Train to Win - Off the Track Presentation

Saturday morning I attended a retraining off the track horses presentation by Jonna. It was a free event, and we advertised it to everyone who might have been interested. It was quite well attended with about 30 people coming to see what it was all about.

Jonna started with a presentation on the theory of what he does, covering basic handling to ridden, and what we are always trying to achieve: self carriage. He answered questions and also asked quite a few questions. it was very interesting to hear the discussion between racehorse trainers, and more recreational riders. The discussion went for 2 hours, and I was riveted, it was fascinating and really helped me to look at the bigger picture of my own horses training and to focus a bit more clearly on a way forward.

After a short break we went out side to see Jonnas work in practice.

It was truly eye opening. Jonna did some fairly basic groundwork with each horse and then hopped right on. Fearless! Some of the horses were very amped and threatening all sorts of shenanigans. Before Jonnas butt even hit the saddle he was testing the horses stand. If the didn't stand he used the reins to halt or step them back (while half on board in some cases) and either continued mounting if they stood, or started again from the ground if they continued to move.

Once on he let the horses walk around, or jog, whatever they were comfortable doing. Only difference was, they HAD TO BE IN SELF CARRIAGE. Horse wants to jog? It can jog in self carriage. Horse wants to trot, no worries, but self carriage.

All the while Jonna was testing if he had stop and go, and was sharpening the horses to the response. Each horses response was shaped in a very particular way, usually by asking for the transition on the same place in the arena, until it was light. Once it was light Jonna would change the context by asking for the transition in a different place. This really tested the horses understanding of the aide.

It was incredible how quickly each and every VERY green horse calmed down when they understood what was expected of them, even the ones who were rearing.

Jonna also demonstrated operant conditioning to the whip.

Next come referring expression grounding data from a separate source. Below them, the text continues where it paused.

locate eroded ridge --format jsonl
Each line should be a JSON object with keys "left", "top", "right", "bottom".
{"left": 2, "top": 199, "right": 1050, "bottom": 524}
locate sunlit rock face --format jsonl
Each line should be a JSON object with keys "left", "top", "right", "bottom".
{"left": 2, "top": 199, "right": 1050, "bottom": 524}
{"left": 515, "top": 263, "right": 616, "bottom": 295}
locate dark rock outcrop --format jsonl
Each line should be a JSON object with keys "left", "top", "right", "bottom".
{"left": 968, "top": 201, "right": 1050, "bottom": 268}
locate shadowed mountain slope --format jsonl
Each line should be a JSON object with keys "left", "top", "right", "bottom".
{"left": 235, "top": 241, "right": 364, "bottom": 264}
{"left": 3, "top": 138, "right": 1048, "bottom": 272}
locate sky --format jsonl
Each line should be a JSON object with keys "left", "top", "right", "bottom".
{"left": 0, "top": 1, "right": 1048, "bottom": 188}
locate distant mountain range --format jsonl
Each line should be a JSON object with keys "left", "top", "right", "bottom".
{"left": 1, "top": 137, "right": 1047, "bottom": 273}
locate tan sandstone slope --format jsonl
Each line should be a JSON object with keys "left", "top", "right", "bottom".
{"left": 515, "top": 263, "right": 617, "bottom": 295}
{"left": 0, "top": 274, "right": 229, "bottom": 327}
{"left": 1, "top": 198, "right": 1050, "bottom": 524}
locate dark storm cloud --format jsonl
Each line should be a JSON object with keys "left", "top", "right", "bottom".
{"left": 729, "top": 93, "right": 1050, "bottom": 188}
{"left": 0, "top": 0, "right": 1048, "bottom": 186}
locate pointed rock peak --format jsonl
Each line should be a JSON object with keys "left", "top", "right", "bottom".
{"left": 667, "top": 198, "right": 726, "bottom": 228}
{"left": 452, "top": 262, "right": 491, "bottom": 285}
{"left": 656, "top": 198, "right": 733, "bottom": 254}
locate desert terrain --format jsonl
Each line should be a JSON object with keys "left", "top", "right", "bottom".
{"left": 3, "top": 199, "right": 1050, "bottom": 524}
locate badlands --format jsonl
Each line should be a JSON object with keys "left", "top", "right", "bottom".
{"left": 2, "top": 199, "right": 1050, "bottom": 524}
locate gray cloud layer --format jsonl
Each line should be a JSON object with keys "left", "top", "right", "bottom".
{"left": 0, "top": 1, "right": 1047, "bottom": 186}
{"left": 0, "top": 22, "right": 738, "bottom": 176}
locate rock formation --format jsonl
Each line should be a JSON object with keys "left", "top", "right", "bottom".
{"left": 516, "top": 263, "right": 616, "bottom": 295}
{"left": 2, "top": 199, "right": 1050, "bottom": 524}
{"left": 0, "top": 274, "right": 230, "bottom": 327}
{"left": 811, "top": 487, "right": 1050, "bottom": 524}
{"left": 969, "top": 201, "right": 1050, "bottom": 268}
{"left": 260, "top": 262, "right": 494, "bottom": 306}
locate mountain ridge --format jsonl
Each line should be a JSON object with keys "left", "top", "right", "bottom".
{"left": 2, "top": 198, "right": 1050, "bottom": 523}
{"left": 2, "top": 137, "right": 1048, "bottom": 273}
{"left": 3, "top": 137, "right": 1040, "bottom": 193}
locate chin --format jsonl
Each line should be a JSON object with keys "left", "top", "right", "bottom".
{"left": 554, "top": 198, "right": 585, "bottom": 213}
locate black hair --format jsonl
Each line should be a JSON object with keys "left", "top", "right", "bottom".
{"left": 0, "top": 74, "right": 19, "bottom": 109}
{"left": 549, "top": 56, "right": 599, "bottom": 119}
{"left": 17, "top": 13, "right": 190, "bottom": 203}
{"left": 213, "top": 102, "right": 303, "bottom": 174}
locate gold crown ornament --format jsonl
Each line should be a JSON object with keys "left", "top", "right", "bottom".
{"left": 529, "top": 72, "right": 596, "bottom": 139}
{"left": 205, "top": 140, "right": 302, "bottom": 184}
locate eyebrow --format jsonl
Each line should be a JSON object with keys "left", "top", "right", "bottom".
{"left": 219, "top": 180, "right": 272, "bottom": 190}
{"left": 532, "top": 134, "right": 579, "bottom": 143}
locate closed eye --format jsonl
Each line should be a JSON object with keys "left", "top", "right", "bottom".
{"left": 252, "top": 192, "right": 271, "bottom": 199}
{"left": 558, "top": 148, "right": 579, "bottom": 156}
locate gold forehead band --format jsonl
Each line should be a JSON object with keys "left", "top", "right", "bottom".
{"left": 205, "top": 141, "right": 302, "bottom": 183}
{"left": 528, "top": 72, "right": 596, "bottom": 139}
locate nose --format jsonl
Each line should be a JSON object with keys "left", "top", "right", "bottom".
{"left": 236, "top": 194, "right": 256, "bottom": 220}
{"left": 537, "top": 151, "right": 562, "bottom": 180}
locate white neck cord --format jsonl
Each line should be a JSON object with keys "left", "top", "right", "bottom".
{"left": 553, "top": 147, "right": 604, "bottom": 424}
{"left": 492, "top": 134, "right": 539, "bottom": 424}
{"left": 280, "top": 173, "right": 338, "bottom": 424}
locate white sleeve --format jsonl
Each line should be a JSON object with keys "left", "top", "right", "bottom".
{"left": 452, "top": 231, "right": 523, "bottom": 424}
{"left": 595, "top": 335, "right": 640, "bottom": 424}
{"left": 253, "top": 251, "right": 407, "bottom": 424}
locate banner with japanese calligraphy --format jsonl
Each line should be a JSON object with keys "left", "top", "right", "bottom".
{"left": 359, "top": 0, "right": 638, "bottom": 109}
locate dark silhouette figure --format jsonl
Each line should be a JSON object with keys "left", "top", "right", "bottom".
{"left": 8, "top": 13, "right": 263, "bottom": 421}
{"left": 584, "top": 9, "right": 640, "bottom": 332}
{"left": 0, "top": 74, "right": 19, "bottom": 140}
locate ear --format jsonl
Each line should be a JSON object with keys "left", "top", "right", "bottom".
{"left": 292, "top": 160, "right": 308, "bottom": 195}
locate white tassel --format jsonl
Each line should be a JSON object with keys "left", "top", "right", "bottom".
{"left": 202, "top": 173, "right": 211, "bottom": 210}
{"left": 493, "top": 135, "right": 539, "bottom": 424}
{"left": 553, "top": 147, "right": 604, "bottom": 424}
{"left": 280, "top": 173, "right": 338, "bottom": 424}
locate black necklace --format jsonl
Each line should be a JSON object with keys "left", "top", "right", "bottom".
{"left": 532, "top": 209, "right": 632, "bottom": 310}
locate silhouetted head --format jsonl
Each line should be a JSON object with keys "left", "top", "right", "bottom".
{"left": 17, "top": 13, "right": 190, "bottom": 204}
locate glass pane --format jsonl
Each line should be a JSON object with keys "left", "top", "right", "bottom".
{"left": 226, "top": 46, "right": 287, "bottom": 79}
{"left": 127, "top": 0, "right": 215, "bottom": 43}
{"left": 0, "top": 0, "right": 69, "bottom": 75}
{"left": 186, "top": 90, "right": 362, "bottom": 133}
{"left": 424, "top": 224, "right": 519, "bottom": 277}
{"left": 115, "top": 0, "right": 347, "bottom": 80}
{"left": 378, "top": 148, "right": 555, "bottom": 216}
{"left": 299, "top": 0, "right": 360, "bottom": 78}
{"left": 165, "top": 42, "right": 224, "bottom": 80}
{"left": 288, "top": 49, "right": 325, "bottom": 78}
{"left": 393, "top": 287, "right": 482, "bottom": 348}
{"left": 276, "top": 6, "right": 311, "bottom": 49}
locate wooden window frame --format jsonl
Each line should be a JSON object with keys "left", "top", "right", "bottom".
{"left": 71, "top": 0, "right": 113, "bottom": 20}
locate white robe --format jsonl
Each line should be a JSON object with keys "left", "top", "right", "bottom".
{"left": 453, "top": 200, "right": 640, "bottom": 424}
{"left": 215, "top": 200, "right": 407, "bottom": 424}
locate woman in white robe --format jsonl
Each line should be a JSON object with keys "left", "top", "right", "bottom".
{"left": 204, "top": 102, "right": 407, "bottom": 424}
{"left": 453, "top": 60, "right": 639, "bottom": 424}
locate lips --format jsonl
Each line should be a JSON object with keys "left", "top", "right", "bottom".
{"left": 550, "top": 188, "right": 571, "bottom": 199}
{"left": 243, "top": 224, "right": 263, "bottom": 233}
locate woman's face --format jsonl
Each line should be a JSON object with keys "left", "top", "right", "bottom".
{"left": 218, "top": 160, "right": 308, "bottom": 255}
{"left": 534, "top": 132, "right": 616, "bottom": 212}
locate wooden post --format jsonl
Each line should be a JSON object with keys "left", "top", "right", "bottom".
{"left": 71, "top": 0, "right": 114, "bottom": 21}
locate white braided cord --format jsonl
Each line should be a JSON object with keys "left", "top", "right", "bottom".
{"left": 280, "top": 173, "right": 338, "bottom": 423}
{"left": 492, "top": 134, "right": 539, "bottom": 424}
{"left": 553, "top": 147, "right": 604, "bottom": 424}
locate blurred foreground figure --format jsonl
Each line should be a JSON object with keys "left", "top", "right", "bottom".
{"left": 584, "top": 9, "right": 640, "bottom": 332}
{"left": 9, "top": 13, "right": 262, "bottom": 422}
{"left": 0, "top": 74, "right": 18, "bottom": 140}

This is something we do with our horses a second nature, so I was floored when so many people said they had never thought to use the whip in such a way. the horse Jonna demonstrate.d it on didn't go off the leg. In the saddle, he tapped the whip behind his leg using quick, but not hard taps. As soon as the horse took a step forward, he stopped. The idea is to be annoying, and gradually increase the pressure. First time it took over 30 taps. Second time it was about 15, and each repetition needed fewer taps.

It was a truly fascinating presentation that highlighted what we should strive for in our training, and how it can be applied to off the track horses. The main take away was that self carriage is the main focus always. If horse wont walk, self carriage at jig, then focus in transitions. Once the horse settles walk, add transitions, then check self carriage self carriage.

After the horse is consistent in one context, change the context (position on the arena, etc). Test responses by doing nothing. Jonna literally did nothing and the horses would go backwards, rear, whatever. He would correct them, and do nothing until they did nothing. Doing nothing was definitely the hardest things for the horses

Jonna loves horses, and is hugely compassionate. Every time a horse got something right he was
 genuine in his joy and praise and he was so happy with how the horse did.

The whole aim of the presentation was to start to introduce some very basics of groundwork and self carriage as the norm in race horse handling


  1. What a cool seminar! Jonna sounds like a great teacher too - of both horses and riders. Some of his concepts sound a lot like the guy I’ve used for help with ground work and trailer loading, and it really works!

    1. Yup, all horses want are clear boundaries. It's when things get confusing for them that they get really worried.